Lo dejo atrás y a lo lejos diviso otros caminantes que se apresuran a llegar a su destino, igual que yo, siempre ha sido difícil para mi caminar lento, mi paso natural es rápido, y tal vez por eso me pierdo los detalles y sólo veo la versión general de las cosas; eso también se aplica a la forma en la que vivo y creo, no me gusta centrarme mucho en un sólo elemento, prefiero ver cómo ese elemento encaja en el gran entramado, que papel juega en el todo. Supongo que esto también se encuentra en este escrito, en muchos de los instantes que he descrito pude haber usado más palabras; pero no es útil preguntarse por lo que pudo haber sido. Avanzo.
Antes de llegar a mi casa, justo en la esquina, hay un señor que vende comida rápida, es alguien a quién veo a menudo y que nunca saludo, situación que me parece extraña, pero que me empeño en mantener por costumbre. Con él trabaja un tipo de mi edad, pero mucho más grande, lindo y corpulento; pero idiota; supongo que es el precio que tuvo que pagar por su belleza.
Llego a mi casa y saludo a mi gata, en ella está condensado todo lo que me gusta de esta realidad, todas mis emociones positivas se vuelvan en las caricias, los maullidos y los ronroneos. Subo a mi pieza y por alguna razón de esas que no entiendo, un impulso irrefrenable, una intuición extraña, cambio de lugar mi cama y todos los muebles.
Este era mi destino hoy, a este lugar tenía que llegar para darme cuenta de que para dormir, nosotros la clase media del siglo XXI usamos un colchón, una superficie blanda. Todavía no nos atrevemos a construir nuestra realidad en los sueños, todavía tenemos en las noches una posibilidad de contacto con lo más natural, blando e ilimitado. Todavía no somos capaces de ponerle barreras a lo que soñamos, y nos permitirnos hundirnos en las imágenes que nos anteceden y nos suceden sin necesidad de poner orden y fronteras a la experiencia onírica.

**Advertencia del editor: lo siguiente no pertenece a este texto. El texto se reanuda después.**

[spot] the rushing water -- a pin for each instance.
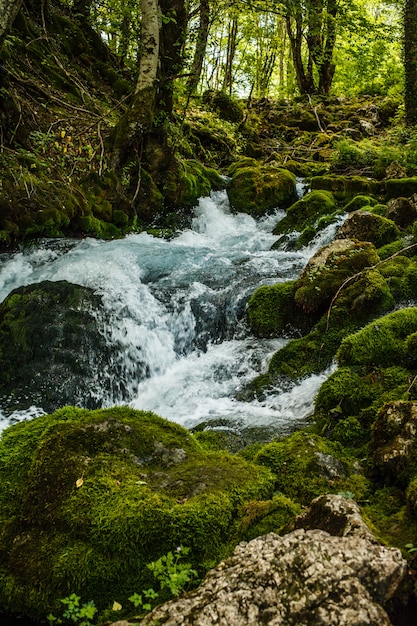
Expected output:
(178, 308)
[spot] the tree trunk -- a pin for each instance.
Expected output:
(231, 50)
(200, 46)
(305, 80)
(8, 12)
(137, 121)
(410, 61)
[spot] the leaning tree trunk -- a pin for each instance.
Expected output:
(200, 46)
(305, 79)
(135, 124)
(8, 12)
(410, 61)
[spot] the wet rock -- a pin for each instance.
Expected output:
(365, 226)
(328, 269)
(50, 346)
(402, 211)
(339, 516)
(304, 578)
(394, 444)
(395, 170)
(259, 189)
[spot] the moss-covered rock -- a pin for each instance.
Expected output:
(402, 211)
(327, 270)
(187, 181)
(365, 226)
(257, 190)
(346, 187)
(272, 311)
(50, 346)
(393, 446)
(306, 465)
(381, 343)
(306, 211)
(88, 498)
(359, 202)
(400, 187)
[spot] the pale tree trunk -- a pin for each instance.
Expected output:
(8, 12)
(200, 46)
(231, 50)
(137, 121)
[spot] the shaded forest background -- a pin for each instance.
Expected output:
(116, 115)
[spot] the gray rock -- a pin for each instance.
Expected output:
(305, 578)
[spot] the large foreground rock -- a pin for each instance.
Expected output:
(305, 578)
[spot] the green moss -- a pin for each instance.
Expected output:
(358, 202)
(351, 395)
(189, 180)
(366, 226)
(330, 268)
(306, 465)
(306, 211)
(381, 342)
(257, 190)
(88, 498)
(98, 228)
(400, 187)
(272, 311)
(263, 516)
(346, 187)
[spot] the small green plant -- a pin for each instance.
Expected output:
(171, 572)
(74, 612)
(142, 600)
(411, 548)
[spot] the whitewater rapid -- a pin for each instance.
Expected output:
(178, 308)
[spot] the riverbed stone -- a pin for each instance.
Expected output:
(327, 270)
(259, 189)
(393, 445)
(366, 226)
(402, 211)
(50, 346)
(305, 578)
(89, 498)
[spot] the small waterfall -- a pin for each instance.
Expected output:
(173, 315)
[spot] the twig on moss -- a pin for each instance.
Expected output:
(358, 274)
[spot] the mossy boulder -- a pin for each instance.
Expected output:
(272, 311)
(400, 187)
(402, 211)
(50, 346)
(382, 342)
(365, 226)
(188, 180)
(327, 270)
(346, 187)
(306, 211)
(306, 465)
(359, 202)
(347, 402)
(257, 190)
(393, 448)
(360, 301)
(87, 499)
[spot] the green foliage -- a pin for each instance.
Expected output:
(305, 466)
(257, 190)
(307, 211)
(272, 311)
(100, 494)
(381, 342)
(74, 612)
(171, 572)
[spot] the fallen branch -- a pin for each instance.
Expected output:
(357, 275)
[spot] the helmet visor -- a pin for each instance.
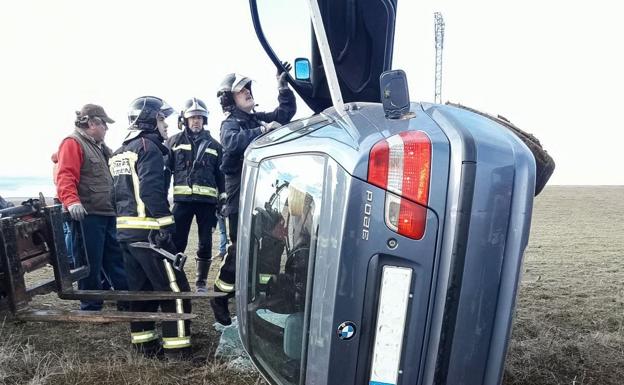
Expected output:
(241, 82)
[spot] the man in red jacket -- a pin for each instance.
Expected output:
(84, 185)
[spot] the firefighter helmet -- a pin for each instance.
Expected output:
(231, 83)
(195, 107)
(145, 110)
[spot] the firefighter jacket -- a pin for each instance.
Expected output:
(194, 162)
(140, 187)
(238, 130)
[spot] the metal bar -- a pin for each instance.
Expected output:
(123, 295)
(14, 275)
(326, 57)
(41, 288)
(97, 316)
(36, 262)
(58, 252)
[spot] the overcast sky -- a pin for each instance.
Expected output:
(554, 68)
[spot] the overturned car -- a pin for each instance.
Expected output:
(380, 243)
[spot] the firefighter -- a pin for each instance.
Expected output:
(141, 182)
(241, 126)
(197, 183)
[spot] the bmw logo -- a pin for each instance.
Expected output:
(346, 330)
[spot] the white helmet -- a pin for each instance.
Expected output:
(195, 107)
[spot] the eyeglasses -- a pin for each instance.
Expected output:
(99, 122)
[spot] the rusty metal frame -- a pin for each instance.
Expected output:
(32, 237)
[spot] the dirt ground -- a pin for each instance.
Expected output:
(568, 329)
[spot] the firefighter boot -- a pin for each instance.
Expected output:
(203, 267)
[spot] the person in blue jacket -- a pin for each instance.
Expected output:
(241, 126)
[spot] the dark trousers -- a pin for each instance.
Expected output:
(103, 254)
(148, 271)
(183, 212)
(226, 279)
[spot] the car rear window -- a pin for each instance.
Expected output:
(287, 203)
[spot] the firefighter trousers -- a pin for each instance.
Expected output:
(183, 212)
(148, 271)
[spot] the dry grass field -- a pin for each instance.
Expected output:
(569, 325)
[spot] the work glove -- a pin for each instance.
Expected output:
(282, 76)
(266, 127)
(163, 239)
(77, 211)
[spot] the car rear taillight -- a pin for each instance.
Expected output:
(401, 164)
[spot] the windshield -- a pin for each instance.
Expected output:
(284, 225)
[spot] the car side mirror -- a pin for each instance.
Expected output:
(394, 93)
(302, 69)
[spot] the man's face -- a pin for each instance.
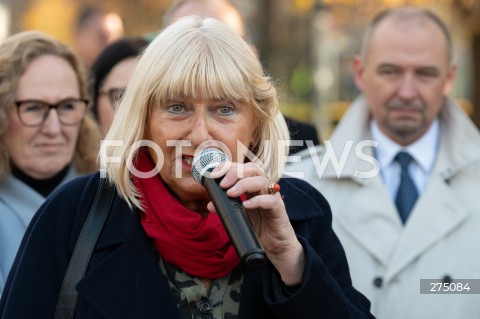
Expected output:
(405, 76)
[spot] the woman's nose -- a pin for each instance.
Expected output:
(407, 90)
(200, 130)
(52, 124)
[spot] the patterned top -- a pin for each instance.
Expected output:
(195, 302)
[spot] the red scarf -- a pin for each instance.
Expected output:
(198, 245)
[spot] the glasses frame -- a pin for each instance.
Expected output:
(51, 106)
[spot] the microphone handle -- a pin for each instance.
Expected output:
(238, 226)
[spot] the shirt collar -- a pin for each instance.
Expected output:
(423, 150)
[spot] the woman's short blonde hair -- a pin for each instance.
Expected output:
(199, 59)
(16, 53)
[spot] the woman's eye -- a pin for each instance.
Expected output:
(176, 108)
(226, 110)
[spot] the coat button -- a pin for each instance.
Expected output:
(447, 279)
(377, 282)
(205, 306)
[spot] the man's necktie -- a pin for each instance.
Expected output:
(407, 192)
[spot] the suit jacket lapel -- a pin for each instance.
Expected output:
(437, 213)
(126, 264)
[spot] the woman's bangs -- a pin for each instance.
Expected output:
(200, 77)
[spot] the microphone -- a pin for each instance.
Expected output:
(231, 211)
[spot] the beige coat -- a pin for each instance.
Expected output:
(441, 239)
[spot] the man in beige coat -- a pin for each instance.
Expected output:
(405, 71)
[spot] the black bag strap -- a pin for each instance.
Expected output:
(67, 300)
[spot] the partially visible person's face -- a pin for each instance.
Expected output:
(196, 120)
(102, 30)
(219, 10)
(117, 79)
(42, 151)
(406, 77)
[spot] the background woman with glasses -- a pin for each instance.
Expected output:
(47, 135)
(111, 72)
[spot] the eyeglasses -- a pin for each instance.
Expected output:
(114, 95)
(34, 112)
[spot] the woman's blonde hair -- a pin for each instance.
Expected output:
(199, 59)
(16, 53)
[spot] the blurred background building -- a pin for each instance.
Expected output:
(307, 46)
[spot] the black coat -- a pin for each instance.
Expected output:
(124, 280)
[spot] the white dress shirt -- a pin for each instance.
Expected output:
(424, 152)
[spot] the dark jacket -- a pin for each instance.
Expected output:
(124, 280)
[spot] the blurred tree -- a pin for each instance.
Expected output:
(469, 14)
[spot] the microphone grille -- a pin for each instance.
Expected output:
(205, 161)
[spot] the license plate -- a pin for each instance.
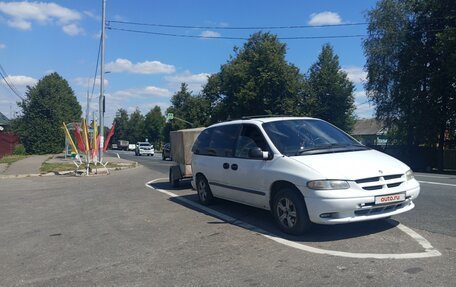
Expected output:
(389, 198)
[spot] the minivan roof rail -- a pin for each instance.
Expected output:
(263, 116)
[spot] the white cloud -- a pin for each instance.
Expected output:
(195, 82)
(325, 18)
(73, 30)
(149, 91)
(365, 110)
(147, 67)
(209, 34)
(20, 24)
(21, 81)
(92, 15)
(88, 82)
(360, 96)
(23, 13)
(355, 74)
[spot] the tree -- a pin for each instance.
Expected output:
(331, 92)
(121, 129)
(47, 105)
(189, 110)
(256, 81)
(153, 125)
(411, 60)
(135, 131)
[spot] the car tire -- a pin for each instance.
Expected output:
(290, 212)
(204, 191)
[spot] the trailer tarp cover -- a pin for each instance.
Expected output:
(181, 148)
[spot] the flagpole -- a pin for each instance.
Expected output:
(101, 105)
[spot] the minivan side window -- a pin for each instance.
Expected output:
(201, 144)
(217, 141)
(250, 137)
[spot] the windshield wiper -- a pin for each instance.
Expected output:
(332, 146)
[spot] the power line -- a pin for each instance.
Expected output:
(233, 38)
(4, 76)
(238, 28)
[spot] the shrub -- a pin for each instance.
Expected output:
(19, 150)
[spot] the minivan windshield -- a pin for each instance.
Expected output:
(309, 136)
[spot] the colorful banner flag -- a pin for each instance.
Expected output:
(108, 137)
(95, 141)
(70, 140)
(78, 136)
(85, 135)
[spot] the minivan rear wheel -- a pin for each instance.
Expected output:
(204, 191)
(290, 212)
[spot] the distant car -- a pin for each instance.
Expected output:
(131, 146)
(166, 153)
(144, 148)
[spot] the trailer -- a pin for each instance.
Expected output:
(181, 153)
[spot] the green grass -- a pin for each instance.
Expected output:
(9, 159)
(50, 167)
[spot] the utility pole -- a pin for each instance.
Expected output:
(101, 104)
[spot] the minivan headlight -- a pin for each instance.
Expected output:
(328, 184)
(409, 175)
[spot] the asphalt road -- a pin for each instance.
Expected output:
(124, 230)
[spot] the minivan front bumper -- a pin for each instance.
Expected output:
(326, 210)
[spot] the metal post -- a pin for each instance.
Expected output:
(101, 102)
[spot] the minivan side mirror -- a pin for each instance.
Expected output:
(257, 153)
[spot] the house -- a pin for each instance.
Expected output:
(4, 122)
(370, 132)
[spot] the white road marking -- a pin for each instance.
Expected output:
(433, 176)
(429, 250)
(437, 183)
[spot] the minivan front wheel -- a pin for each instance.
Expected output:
(204, 191)
(290, 212)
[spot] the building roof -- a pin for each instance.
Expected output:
(369, 127)
(4, 121)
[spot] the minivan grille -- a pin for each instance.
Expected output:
(380, 182)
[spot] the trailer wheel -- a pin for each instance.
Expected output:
(204, 190)
(172, 180)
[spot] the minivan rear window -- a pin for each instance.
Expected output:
(217, 141)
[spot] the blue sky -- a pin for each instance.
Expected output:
(145, 70)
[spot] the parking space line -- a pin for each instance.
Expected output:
(437, 183)
(432, 176)
(429, 250)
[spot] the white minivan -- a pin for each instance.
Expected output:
(304, 170)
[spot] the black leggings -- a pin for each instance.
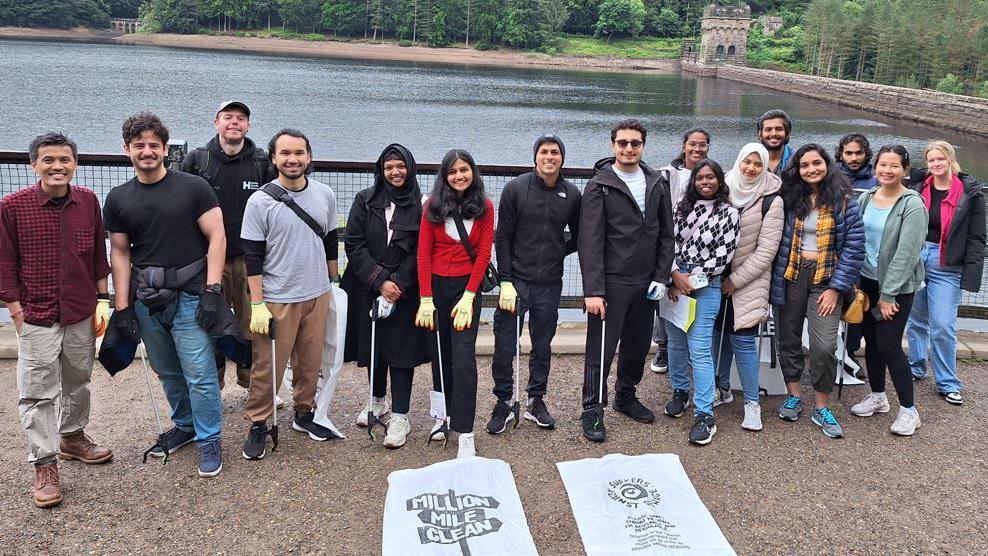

Es un tanto liberador saber que los edificios que construyo en sueños no necesitan costras de cemento para mantenerse en pie, y que los hago sobre almohadas de plumas, por lo que al caer no se van a hacer daño.
Para soñar no necesito aceras, el límite de mis sueños es una almohada suave, una frontera deformable, que se adapta a la posición que quiera y que además es cómoda. Supongo que ese es entonces mi destino. Mi meta es llegar a convertir los límites de mi realidad en almohadas, dejar de buscar cimientos seguros, creencias sobre las que apostar mis conocimientos para cambiarlos por delirios sin finalidad pero con mucho contenido.
Después de la furia y el ruido muchos mundos sin tiempo ni espacio definido, creaciones vaporosas de duración inaprensible. Supongo entonces que después de hoy, 9 p.m. debo llegar a algo parecido.